Now signed to Festival Records — who are also re-releasing the band’s back catalogue this summer — Cyrus’s disinterest in commercial success remains unwavering, despite believing that Skies Darken is his best work. “Maybe because of what I have been through in the last few years it is coming out in the music. I felt the last couple of albums started to lack melody. It was getting really technical.” Skies Darken however sees a strong return to memorable melodies, as well as Cyrus thriving on adversity and leveraging his personal travails for lyrical inspiration. “There is a lot of emotional disturbance coming through, which I think helps with the lyrics as well.” So far so good, but Citizen Cain’s continuing existence hangs in the balance.

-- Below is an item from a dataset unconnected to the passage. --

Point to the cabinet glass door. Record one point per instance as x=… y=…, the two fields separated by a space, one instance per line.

The band has not played live this millennium and that situation seems unlikely to change, with Cyrus citing the difficulty in recruiting other players, with “being in the middle of Scotland” the main impediment towards finding suitable talent to round out the band. “We have struggled for years to find musicians,” he adds. “Two or three albums ago we started looking for personnel, but it was a real struggle. Trying to get people to play anything outside of 4/4 was a problem. So we ended up having to dolt all ourselves, and we were lucky to get hold of Phil for Playing Dead and this one.” It is a moot point however whether recruitment will pose a practical problem for much longer however, as Cyrus reveals that Skies Darken may represent Citizen Cain’s last album — although he and Bell are both planning solo releases. “I have grown old within this band,” he points out. “I started this in 1982 and many years have passed. Everything that I have ever wanted to say lyrically has been said now. I want to start something new, sons it stands it looks like this is the last Citizen Cain album.” If Cyrus keeps to his word — and his non-conformist approach to his craft suggests that he will — Skies Darken sees Citizen Cain going out with a bang rather than a whimper.
Skies Darken is out now on Festival Records.